Carol Hafford is a senior fellow in the Health Care Evaluation department, and previously spent 10 years in the Economics, Justice, and Society department. An applied anthropologist, her work focuses on improving human service programs to foster the well-being of children, youth, and families and taking a human-centered approach to policy and practice. She has led and contributed to national-level studies on early childhood and child welfare, youth transition to adulthood, family well-being, employment and self-sufficiency, homelessness and housing, family and community strengthening, and social service delivery and integration.
Areas of methodological expertise include engaging stakeholders with lived experience; ethnographic research; community-based, participatory research; comparative case studies; implementation and outcome evaluations using mixed methods approaches; implementation science; survey design and implementation, and evaluation technical assistance.
At NORC, she is the project director and co-PI for a multi-year, utilization-focused evaluation of early childhood training and technical assistance for the Administration for Children and Families (ACF).
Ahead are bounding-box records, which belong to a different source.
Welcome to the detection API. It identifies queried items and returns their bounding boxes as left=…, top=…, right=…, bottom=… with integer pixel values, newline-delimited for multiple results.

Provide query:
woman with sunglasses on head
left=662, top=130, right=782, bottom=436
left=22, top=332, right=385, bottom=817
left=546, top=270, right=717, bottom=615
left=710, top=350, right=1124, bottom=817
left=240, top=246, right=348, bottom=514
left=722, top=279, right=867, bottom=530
She is working on another ACF study to understand how Head Start programs individualize and coordinate support services that are responsive to family needs and aligned with local community resources; she recently completed case studies that describe these strategies.
Hafford is also the project director for the Tribal Health Profession Opportunities Grant HPOG 2.0 Evaluation, also sponsored by ACF, and was the evaluation lead throughout Tribal HPOG 1.0 and 2.0. She was a member of the Tribal Evaluation Workgroup that produced A Roadmap for Collaborative and Effective Evaluation in Tribal Communities (2013); its principles guided the culturally responsive approach to the evaluation. She co-led the implementation analyses for the national evaluation of the Trade Adjustment Assistance Community College and Career Training grant program, sponsored by the Department of Labor, which also featured career pathways for high-demand jobs, accelerated learning approaches, and supportive services to participants.
Hafford works extensively with Tribal leaders, program staff, and community members to conduct studies that respect sovereignty, foster cultural and scientific rigor, build relationships, and share knowledge. For seven years, she was NORC's project director for two nationally representative studies in Indian Country: an in-person assessment of American Indian and Alaska Native housing needs and conditions (for HUD); and a survey of participation in the Food Distribution Program on Indian Reservations and a demographic profile of participant characteristics (for USDA's Food and Nutrition Service). For other studies, she has worked closely with Tribal programs and practitioners to document service coordination between Tribal TANF and child welfare programs, use of culturally responsive interventions, planning and implementation of family preservation and support services, and Tribal-state/county partnerships.
Prior to joining NORC, Hafford conducted studies on home-and community-based child neglect prevention; court-child welfare-community collaborations for infants and toddlers in foster care; youth independent living; transitional living programs for runaway and homeless youth; and housing and community development initiatives. She has conducted ethnographic research on the socialization of children of immigrants into social support networks.
She is the author of Sibling caretaking in immigrant families: Understanding cultural practices to inform child welfare practice and evaluation.
Hafford is a fellow of the Society for Applied Anthropology. She served on the Institute of Medicine of the National Academies Committee on Child Maltreatment Research, Policy, and Practice for the Next Decade. She currently serves on the U.S. Census Bureau's National Advisory Committee on Racial, Ethnic, and Other Populations.